2.13. Western Blot Analysis
The cells underwent lysis on ice for half an hour, with the resulting suspension gathered in a 1.5 mL tube at 14,000 rpm and spun at 4°C for 20 minutes. Protein quantification was achieved via the BCA method, and samples were prepared with 1x loading buffer. Proteins were separated through 10% SDS-PAGE and transferred using the transwet method. Membranes were blocked with 5% skim milk powder at room temperature for two hours, followed by primary antibody incubation overnight at 4°C. All antibodies were sourced from Abcam (Cambridge, MA, USA). After washing the PVDF membrane thrice for 10 minutes each, it was incubated with secondary antibodies for an hour at room temperature for ECL. A gel imager assessed protein levels in cell groups. The experiment was conducted thrice.
2.14. MTT assay
Cells transfected for 24 h were collected, and seeded into a 96-well plate at 5 × 103 cells/well, followed by the addition of 20 µL of MTT solution (5 µg/mL) at 24, 48, and 72 h after being incubated at 37°C. Then the cells were cultured at 37°C for 4 h. A total of 200 µL dimethyl sulfoxide was added to each well, and then the optical density of each group of cells under 570 nm was measured using a spectrophotometer.
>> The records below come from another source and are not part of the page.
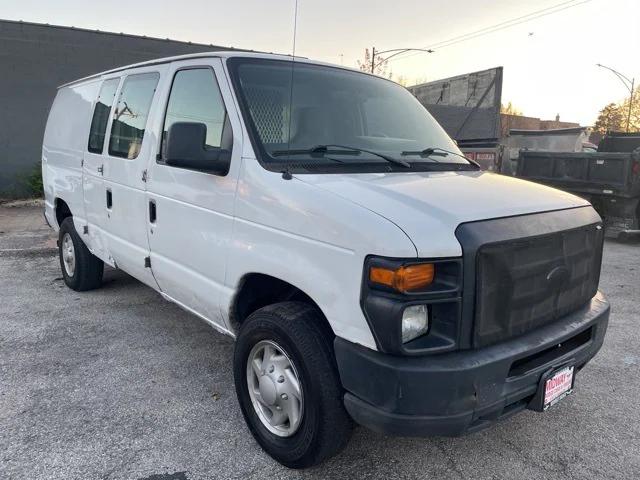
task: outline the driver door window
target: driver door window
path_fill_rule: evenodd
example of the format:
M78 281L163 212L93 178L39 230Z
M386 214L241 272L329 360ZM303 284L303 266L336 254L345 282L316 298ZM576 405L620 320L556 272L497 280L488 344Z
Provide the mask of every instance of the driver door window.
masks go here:
M162 157L171 125L176 122L203 123L207 128L205 148L223 146L227 112L210 68L179 70L173 78L162 132Z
2.15. Plate clone formation experiment
The cells in each group at logarithmic growth stage were digested with 0.25% trypsin and beaten into single cells, respectively. The cells were suspended in 10% FETAL bovine serum DMEM medium for reserve. The cell suspension was gradient multiple diluted, and cells in each group were inoculated into a dish containing 10mL 37℃ preheating medium at a density of 200 cells per dish, and gently rotated to make the cells evenly dispersed. The cells were incubated at 37℃ with 5% CO2 and saturated humidity for 72 hours. Discard the supernatant and carefully soak it twice with PBS. The cells were fixed with 5mL of 4% paraformaldehyde for 15 minutes. Then the fixation solution was removed, GIMSA was added with appropriate amount and dyed with the staining solution for 30 minutes. The plate was inverted and a transparent film with grid was superimposed, and the number of clones of 10 cells was counted under the microscope. Finally, the clone formation rate was calculated. Clone formation rate =(number of clones/number of inoculated cells)×100%。
2.16. Statistical Product and Service Solution
SPSS 23.0 software (IBM, Armonk, NY, USA). Data analysis was performed with the Students, t-test and ANOVA. Bonferroni test was used to validate ANOVA for pairwise comparisons. The comparison of count data was performed by the χ2-test. The overall survival rate was calculated by Kaplan-Meier method. P < 0.05 was considered statistically significant.